Using GeneBee, we predicted the RNA secondary structures of the SNPs of the BMP2 and BMP4 genes. The results showed that BMP2 c261A>G and BMP4 c455T>C substitutions led to different mRNA structures between c261A and c261G alleles and between c455T and c455C alleles, respectively (Figure 4). The free energy of BMP2 mRNAs was affected by A/G substitution (−299.3 kcal/mol for the A allele and −295.5 kcal/mol for the G allele), and the free energy of BMP4 was −275.3 for the T allele and −274.4 for the C allele, although these protein secondary structures are unmodified (data not shown).Capasso et al. (2009) have observed that BMP4 c455T>C changes the BMP4 mRNA secondary structures between c455T and c455C and that BMP4 mRNA and protein expression levels were higher in the T allele in a southern Italy population. The above data imply that the BMP2 G allele and BMP4 C allele require higher energy for mRNA stability.

Figure 4.

Figure 4

Open in a new tab

Predicted mRNA secondary structures of BMP2 and BMP4 coding region alleles. SNPs of BMP2 c261A>G and BMP4 c455T>C cause changes of the mRNA secondary structures and free-energy parameters. Higher free energy is need for the secondary formation of BMP2 G-allele and BMP4 C-allele. The differences of the secondary structures of BMP2 and BMP4 SNPs are indicated by arrows.

DISCUSSION

The phenotype of dental agenesis is complicated and displays distinct patterns in the permanent dentition. Familial tooth agenesis can occur either as an isolated anomaly (non-syndromic hypodontia) involving one, several, or many teeth or as part of a systemic condition or syndrome (syndromic hypodontia). Aside from tooth agenesis, anomalies such as reduced tooth dimension and morphologic abnormalities can also occur. In this study, neither family displayed abnormalities in other organs. Therefore, their phenotypes were classified as non-syndromic oligodontia.
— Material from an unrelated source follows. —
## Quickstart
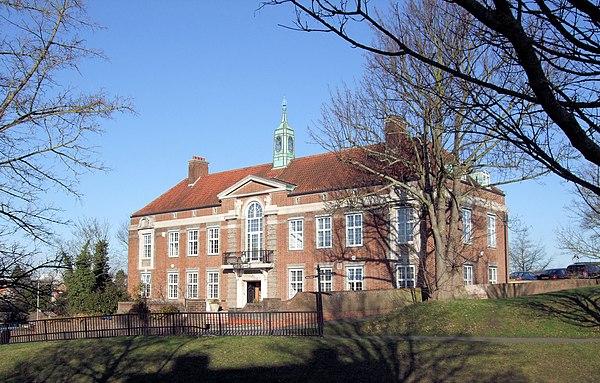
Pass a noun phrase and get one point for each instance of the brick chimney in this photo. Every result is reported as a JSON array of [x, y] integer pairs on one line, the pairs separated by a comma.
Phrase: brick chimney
[[395, 130], [197, 167]]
The number and positions of missing teeth differed between the families. In family 1, the missing teeth of the affected subjects were identified mainly as incisors and premolars, whereas affected members of family 2 exhibited missing molars as well as missing incisors and premolars (see Figure 2 and Table 2). Additionally, subject II:2 of family 2 had a peg-shaped upper lateral incisor, and the contralateral incisor was absent. According to the literature, the peg shape of the upper lateral incisor is usually accompanied by absence of the contralateral incisor. Therefore, we concluded that a peg-shaped lateral incisor and the absence of lateral incisors are different patterns of the same genetic trait (Nieminen, 2009).
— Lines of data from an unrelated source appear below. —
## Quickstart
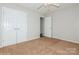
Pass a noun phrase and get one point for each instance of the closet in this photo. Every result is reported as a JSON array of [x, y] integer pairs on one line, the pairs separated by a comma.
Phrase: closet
[[13, 25]]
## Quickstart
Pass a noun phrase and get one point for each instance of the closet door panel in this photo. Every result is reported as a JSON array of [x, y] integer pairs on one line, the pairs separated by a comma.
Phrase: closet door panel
[[9, 25], [21, 26]]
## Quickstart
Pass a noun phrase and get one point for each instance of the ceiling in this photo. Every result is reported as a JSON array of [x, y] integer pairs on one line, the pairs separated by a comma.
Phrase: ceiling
[[35, 6], [43, 10]]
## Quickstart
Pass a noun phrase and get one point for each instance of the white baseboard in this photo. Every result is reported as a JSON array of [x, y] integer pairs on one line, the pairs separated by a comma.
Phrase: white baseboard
[[73, 41]]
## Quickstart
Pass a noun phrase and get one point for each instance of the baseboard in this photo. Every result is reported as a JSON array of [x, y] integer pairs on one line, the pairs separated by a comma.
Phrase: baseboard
[[67, 40], [33, 38]]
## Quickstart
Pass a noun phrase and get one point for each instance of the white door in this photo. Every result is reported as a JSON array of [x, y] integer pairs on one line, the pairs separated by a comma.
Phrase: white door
[[47, 27], [9, 23]]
Analysis of the phenotypic characteristics of the affected members revealed several traits in the congenitally missing teeth: 1) The maxillary lateral incisors were the most frequently teeth involved in oligodontia or hypodontia, followed by the maxillary second premolar and mandibular central incisor; on the contrary, the canine was the least frequently absent. 2) The number of missing teeth on the left and right arches was similar. 3) No significant difference occurred between the number of missing teeth in the upper and lower dentition. These findings are not completely in accordance with observations from other reports, especially concerning the positions of the most frequently missing teeth, which may be caused by different gene defects (Arte et al., 2001).

At present, tooth agenesis is known to be associated with several gene variations, including MSX1, PAX9, AXIN2, and EDA (Liu et al., 2000; Stockton et al., 2000; van den Boogaard et al., 2000; Lammi et al., 2003; Kapadia et al., 2007; Han et al., 2008). However, many oligodontia families reported in the literature could not be identified as having any mutations in these genes (Scarel et al., 2000; Frazier-Bowers et al., 2002; Gerits et al., 2006). This finding suggests that oligodontia may be linked to other gene defects. BMP2 or BMP4 mutant mice display abnormal tooth formation and root development (Gluhak-Heinrich et al., 2010; Feng et al., 2011). In this study, the BMP2 and BMP4 coding regions and surrounding introns were analyzed in two Mexican oligodontia families.

Three alterations of the BMP2 and BMP4 genes were identified among the family members: BMP2 c261A>G, pS87S; c570A>T, pR190S, and BMP4 c455T>C, pV152A. BMP2 pS87S is a synonymous polymorphism, whereas BMP2 pR190S and BMP4 pV152A are missense polymorphisms. Among the six oligodontia patients examined, 67% carried either the GG or AG genotype of BMP2 c261A>G. Using bioinformatics analysis, we found that the BMP2 c261A>G polymorphism exhibited different BMP2 mRNA structures, and the G allele required more energy for mRNA secondary structure stabilization than the A allele did. Recently,Wang et al. (2008) have compared patients with ossification of the posterior longitudinal ligament (OPLL) and control subjects in a Chinese population and found that the BMP2 c261A>G polymorphism is associated with more extensive OPLL (Wang et al., 2008). The BMP2 c261A>G SNP has been implicated in the maintenance of bone mineral density and is associated with an increased risk of knee osteoarthritis in the Caucasian population (Valdes et al., 2006). However, extended analyses with a large sample size should be carried out with oligodontia patients and normal subjects for further verification of this association between BMP2 c261A>G and oligodontia.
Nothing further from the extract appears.